Luach Mhagh · Co. Tipperary
A ruined castle, a GAA club that wins everything, and a tearoom that saved the village.
Loughmore is a small parish about 5km south of Templemore, on the flat mid-Tipperary plain between the Slieve Bloom Mountains and Semple Stadium. It doesn't look like much from the road - a ribbon of houses, a church, a school. Then you notice the tower.
Loughmoe Castle - two phases of construction, two surnames of history - has been standing in some form since the 13th century. The Purcells, an Anglo-Norman family who arrived in the train of the FitzWalters after the invasion, held this land for five centuries. They built the original tower house, then added a fortified house alongside it in the 17th century. The last Baron of Loughmoe, Nicholas Purcell, died in 1722 and the barony died with him. The Cromwellian settlement had done its work. The family that had been here since the Normans was gone. The ruin stayed.
The thing that makes Loughmore unusual now is the GAA club. Loughmore-Castleiney - two small parishes, combined population under a thousand - have won the Tipperary senior hurling championship six times, the senior football championship sixteen times, and completed the double three times (2013, 2021, 2024). In October 2025 they went back-to-back in hurling, beating Nenagh Eire Og by three points at Semple Stadium. A club from a crossroads in mid-Tipperary, competing with towns ten times their size. Nobody fully explains it. The locals don't try.

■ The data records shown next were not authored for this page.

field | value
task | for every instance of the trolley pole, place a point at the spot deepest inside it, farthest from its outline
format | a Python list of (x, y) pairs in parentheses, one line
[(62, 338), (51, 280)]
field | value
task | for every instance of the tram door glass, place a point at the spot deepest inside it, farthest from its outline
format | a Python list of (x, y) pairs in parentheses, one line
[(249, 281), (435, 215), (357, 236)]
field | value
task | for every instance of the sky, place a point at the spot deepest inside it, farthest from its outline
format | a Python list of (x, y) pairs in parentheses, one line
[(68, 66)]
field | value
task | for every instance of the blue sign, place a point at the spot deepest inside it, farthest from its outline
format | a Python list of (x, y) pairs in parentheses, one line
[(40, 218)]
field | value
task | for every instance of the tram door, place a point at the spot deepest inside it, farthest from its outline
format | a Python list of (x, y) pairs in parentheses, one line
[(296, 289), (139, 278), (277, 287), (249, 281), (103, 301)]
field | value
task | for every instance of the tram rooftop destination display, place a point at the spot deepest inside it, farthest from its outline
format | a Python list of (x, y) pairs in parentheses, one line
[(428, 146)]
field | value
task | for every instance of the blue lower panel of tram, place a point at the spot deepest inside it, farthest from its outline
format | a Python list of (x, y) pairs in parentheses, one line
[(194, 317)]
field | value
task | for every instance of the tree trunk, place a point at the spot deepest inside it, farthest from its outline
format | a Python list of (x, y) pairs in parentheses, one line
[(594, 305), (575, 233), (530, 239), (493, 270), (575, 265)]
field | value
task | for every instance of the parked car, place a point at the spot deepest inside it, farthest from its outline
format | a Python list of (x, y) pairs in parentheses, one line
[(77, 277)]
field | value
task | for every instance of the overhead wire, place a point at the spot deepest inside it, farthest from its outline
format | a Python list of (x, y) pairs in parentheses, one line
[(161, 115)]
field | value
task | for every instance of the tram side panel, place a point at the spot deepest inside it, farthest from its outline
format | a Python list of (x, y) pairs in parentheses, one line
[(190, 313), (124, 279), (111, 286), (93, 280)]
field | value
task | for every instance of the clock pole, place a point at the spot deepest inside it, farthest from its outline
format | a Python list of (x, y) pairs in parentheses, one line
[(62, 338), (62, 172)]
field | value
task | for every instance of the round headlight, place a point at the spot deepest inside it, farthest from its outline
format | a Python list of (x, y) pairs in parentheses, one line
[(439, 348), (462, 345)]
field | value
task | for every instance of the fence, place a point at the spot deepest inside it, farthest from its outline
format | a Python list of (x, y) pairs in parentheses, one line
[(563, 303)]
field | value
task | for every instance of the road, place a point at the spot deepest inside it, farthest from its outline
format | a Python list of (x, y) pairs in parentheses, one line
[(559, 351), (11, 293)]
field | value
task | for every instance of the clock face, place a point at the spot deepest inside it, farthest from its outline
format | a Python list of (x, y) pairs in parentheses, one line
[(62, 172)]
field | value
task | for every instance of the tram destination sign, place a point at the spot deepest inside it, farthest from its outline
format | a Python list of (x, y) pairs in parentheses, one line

In 2012, two women - Maeve O'Hair and Mary Fogarty - noticed that Loughmore had no shop. Had had none for years. Rather than wait for someone else to open one, they formed a co-operative, found a cottage, and opened The Cottage Shop and Tearooms. The Irish Times named it the best cafe and tearoom in Ireland in 2014. McKenna's Guide followed. The shop sells local bread, jams, honey, vegetables, groceries. The tearooms do the kind of lunch that makes you stay longer than you meant to. It is exactly what a village shop should be and almost never is.